May 2, 2015

2009Baseball_Panorama-Infield

Sometimes we don’t know who we really are and what we’re capable of doing. We need to be shook and told by someone else that we’ve hit a home run. Just because we may not hear people cheering in the stands doesn’t mean we didn’t earn the home run.

I’m reading a book titled Scary Close by Donald Miller. It’s pretty rad. Full review coming soon. Just came across this passage in the book below (and/or you can scroll down to the video clip). It refers to the movie Moneyball. This story stopped me in my tracks:

The general manager of the Oakland A’s was struggling with a crisis of identity. Billy Beane and his friend Peter completely rebuilt the team using a model in which they studied statistics rather than using their instincts to decide which players to field. And the system worked. The A’s started slow but ended up winning their division, including a record-setting twenty-game winning streak. Billy Beane completely changed the way managers approached the game forever.

In the end, though, the A’s didn’t win the World Series and Beane felt like a loser. He believed that unless you were the greatest, you weren’t great and he sulked. He was even called in by the Boston Red Sox and offered a $12 million contract to manage the team, but that wasn’t enough to convince him he was good. Finally, his friend Peter called him into the film room and sat him down.

“I want you to see something, Billy.” — “I don’t want to watch the film,” Billy said.

“Just watch this,” Peter said and started rolling a clip of a 240-pound infielder for an AA Diamondbacks player who was known not only as a power hitter but also for being too slow and too scared to round first base.

In the clip, the young baseball player hits the ball solidly and feels so good about it he decides he’s going to try and take second. But tragedy happens. As he rounds first, he trips on the bag and lands on his belly. His worst nightmare has come true. He tried and he failed.

Peter paused the tape and rolled it back and forth as he tripped over the base.

“Ah, that’s sad,” Billy said. “They’re all laughing at him.”

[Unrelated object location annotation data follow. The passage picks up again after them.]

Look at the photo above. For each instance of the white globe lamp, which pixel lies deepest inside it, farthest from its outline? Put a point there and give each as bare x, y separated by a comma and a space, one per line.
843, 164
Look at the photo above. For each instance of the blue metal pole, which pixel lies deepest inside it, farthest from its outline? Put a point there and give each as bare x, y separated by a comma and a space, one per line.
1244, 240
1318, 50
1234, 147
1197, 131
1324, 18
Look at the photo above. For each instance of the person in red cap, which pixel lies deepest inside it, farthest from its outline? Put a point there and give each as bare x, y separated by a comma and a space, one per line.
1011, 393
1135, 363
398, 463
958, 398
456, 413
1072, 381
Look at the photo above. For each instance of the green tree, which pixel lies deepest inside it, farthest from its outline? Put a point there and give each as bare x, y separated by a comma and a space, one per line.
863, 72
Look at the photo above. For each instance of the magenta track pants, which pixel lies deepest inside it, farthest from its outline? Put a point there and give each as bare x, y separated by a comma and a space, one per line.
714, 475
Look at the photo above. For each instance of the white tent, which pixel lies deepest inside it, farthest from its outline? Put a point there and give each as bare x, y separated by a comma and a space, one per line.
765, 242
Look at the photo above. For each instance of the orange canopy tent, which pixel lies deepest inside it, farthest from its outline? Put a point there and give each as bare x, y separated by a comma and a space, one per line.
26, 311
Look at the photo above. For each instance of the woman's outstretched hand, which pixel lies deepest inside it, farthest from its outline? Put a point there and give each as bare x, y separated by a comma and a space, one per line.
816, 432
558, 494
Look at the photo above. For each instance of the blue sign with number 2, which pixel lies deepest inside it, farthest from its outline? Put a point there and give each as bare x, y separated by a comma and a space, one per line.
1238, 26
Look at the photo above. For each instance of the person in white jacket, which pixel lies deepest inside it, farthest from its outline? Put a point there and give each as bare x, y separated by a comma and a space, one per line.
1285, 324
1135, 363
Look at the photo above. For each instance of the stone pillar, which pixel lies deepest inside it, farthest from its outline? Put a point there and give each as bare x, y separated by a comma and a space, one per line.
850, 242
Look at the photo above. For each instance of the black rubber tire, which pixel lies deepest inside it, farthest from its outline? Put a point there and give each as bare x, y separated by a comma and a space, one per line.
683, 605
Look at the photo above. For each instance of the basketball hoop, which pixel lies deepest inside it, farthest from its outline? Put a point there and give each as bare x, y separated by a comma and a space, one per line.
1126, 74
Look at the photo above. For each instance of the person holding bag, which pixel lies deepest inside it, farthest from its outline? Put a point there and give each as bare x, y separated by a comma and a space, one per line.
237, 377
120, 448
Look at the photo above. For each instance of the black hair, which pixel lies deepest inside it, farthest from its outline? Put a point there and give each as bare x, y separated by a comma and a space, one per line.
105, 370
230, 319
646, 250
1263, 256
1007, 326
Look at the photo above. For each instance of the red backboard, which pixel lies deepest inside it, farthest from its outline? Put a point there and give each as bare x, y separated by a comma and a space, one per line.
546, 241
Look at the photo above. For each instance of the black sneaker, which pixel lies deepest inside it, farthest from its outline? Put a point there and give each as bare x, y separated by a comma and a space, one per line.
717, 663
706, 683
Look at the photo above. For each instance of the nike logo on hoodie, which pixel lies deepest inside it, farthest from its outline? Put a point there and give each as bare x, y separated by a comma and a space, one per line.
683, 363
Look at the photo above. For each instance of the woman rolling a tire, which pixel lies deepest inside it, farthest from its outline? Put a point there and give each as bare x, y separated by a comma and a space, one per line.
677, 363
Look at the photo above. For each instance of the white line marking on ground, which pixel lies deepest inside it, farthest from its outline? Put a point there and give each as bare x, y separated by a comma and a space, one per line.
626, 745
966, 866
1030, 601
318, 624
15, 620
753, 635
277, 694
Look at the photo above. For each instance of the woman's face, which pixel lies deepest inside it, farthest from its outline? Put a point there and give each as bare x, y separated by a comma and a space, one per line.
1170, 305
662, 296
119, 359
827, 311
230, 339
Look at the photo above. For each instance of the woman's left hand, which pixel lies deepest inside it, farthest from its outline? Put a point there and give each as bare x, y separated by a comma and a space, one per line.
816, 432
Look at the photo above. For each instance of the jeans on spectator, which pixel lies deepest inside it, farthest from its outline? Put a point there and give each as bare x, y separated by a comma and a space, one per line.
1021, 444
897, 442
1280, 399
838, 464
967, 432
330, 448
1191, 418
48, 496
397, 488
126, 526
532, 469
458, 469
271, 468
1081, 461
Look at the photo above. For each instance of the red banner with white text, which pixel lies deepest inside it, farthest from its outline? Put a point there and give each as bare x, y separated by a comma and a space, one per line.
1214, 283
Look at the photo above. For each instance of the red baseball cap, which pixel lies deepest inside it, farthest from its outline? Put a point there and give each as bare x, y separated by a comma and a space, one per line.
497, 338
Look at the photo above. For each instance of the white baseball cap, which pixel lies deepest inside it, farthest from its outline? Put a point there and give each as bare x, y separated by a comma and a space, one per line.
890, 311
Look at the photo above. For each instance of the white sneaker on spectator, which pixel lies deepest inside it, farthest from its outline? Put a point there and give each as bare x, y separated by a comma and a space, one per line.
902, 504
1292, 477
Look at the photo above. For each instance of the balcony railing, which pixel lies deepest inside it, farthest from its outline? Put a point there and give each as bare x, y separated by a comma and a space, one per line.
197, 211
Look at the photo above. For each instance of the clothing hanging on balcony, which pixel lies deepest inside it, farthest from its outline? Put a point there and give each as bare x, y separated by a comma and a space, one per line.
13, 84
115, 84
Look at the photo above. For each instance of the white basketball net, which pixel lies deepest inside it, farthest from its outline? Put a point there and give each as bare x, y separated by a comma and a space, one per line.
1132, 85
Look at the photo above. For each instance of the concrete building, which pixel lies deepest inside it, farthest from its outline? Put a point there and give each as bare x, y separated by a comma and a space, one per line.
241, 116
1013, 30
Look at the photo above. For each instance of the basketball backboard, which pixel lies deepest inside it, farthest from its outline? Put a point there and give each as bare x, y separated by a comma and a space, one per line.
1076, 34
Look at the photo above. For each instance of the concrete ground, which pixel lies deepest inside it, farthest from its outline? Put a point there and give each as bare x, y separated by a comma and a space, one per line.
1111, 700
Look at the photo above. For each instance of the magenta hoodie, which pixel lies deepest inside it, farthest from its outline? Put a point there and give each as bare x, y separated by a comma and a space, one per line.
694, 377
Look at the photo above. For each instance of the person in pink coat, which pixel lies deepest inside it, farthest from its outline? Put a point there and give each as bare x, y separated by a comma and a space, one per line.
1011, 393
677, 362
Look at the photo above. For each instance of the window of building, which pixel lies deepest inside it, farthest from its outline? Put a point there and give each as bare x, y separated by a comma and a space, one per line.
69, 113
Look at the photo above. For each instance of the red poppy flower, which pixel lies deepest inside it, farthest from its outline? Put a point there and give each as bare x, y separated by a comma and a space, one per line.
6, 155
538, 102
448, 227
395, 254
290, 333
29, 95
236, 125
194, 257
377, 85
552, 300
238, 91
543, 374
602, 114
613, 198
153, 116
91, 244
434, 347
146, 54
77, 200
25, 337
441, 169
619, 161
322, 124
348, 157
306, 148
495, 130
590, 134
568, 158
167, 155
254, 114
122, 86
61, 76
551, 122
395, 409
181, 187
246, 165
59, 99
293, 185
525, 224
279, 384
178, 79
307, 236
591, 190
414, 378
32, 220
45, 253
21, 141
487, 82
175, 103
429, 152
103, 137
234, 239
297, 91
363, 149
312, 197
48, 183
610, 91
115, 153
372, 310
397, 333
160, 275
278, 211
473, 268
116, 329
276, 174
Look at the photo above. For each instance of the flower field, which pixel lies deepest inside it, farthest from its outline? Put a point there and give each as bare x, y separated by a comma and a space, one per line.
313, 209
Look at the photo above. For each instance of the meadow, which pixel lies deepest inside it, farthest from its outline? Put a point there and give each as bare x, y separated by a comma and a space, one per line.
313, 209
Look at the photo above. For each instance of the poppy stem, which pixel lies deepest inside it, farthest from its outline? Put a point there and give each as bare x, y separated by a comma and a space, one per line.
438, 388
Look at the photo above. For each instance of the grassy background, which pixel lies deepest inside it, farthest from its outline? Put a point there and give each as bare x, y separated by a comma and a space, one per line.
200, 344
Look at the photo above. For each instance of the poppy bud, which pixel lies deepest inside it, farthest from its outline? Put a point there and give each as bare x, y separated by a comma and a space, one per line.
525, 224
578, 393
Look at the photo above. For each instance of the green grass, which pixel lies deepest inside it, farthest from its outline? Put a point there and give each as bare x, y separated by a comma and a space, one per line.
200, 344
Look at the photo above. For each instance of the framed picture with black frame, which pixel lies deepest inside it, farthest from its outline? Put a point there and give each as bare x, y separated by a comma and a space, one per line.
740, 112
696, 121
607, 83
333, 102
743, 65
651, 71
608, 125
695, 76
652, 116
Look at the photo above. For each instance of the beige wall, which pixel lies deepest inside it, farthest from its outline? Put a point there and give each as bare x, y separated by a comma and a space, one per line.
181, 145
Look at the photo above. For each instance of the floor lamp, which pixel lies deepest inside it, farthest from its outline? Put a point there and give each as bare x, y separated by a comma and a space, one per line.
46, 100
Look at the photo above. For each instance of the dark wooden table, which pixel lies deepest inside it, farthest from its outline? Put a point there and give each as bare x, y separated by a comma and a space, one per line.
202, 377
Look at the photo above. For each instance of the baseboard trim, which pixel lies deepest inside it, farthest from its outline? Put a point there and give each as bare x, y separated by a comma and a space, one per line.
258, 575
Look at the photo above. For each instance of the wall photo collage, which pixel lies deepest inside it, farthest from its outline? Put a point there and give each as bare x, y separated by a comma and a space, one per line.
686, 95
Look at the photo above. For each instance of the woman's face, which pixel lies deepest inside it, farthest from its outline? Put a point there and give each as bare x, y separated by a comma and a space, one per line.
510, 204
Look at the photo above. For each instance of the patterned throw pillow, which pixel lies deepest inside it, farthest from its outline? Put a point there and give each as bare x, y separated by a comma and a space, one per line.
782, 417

But Peter let the video roll and asked Billy to keep watching. As the camera closed in on the player crawling on his belly to make sure he was safe at first, the first baseman leaned down, telling him to get up and keep running. The guy looked up in confusion, his helmet nearly covering his eyes. “You hit a home run,” the first baseman yelled. “You cleared the fence by sixty feet.”

Billy didn’t say anything. He just sat there thinking about the video still rolling on Peter’s computer.

You don’t even know you hit a home run, Peter implied.